As detailed at the start of this post, in either scenario banks weren't going to sell assets held on their books for remotely their fair value. In the first scenario, the clear winners involved were:
  • Banks (they were provided a way to recapitalize via selling assets at above market prices)
  • Investment managers (they get to market a new revenue generating fund to investors)
  • Wealthy investors (they receive a taxpayer subsidized loan - I say wealthy because like investing in a hedge fund, to qualify you will likely need to be wealthy)
It is clear who were not the big winners. The average investor who owns a lot of these "toxic assets" in their pension plan or in a mutual fund. They likely would have only seen the benefit if and when the PPIP helped increase the performance of the security via secondary effects to the broader economy.

In other words, this only shifts around when and where the money is going, not the mechanism created to add liquidity. Assuming the banks aren't just buying / selling from each other (I don't see the benefit of that), but accumulating these assets for the PPIP, then it may also result in the following:
  1. The liquidity in the market increases (i.e. it becomes not only a one-way seller's market)
  2. The market value of these securities increases (more buyers = increased demand = higher prices)
  3. The banks will in turn sell these new assets at a premium through the PPIP to those that would not have been natural buyers of these securities
  4. Rinse repeat, until asset values reach a new equilibrium price
  5. Marginal assets previously overstated on balance sheets are now closer to the new equilibrium (refer back to #2)
Trust me, things will never work out this perfectly, but why should the banks and "wealthy" investors have all the fun?


  1. Jake,

    i understand yopur logic here.

    this whole thing may indeed increase liquidity.

    but that doesn´t change the simple fact the outcome of this thing will be a steady silent transfer of toxic assets from the fincnial sector to the PPIP hence the taxpayer.

    the official is that the lack of credit is the main reason for the current low prices of theses assets.

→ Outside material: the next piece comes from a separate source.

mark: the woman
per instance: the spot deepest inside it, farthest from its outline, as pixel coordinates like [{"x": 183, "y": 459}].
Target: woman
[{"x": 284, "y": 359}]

    so they provide the credit to manufacture significant leverage.

    fine by me.

    but here´s the thing:

    if the lack of financing is the real problem - then why do we provide the loans on a NON RECOURSE basis?

    why not on recourse basis or at least at 50-50?

    there´s only one reason...

  2. trust me... we're in agreement.

    but, there is another reason. the non-recourse nature makes certain investors that would not be interested... interested. the result is more participants.

  3. "the non-recourse nature makes certain investors that would not be interested... interested."

    who wouldn´t want a near free lunch? ;)

  4. i do! if anyone out there comes across a close-end fund for retail investors to take advantage of the TALF or PPIP... LET ME KNOW

  5. Actually there was an interview on CNBC today with someone who was forming a new closed end fund that would allow public participation in Toxic Assets. If I can find a link I will post it for you later... odd thing was that at the time I was listening I thought "That's dumb", then I came across this post and now see what the attraction would/might be!

  6. OK, that was easier to find than I thought it would be - It is an interview with Mark Fetting, CEO of Legg Mason:

    "Toxic" Opportunities at CNBC Video

  7. i appreciate the link!

    unfortunately i think this may end up being one of those funds that you need to be an accredited investor (i.e. $1mm in net wealth). we shall see.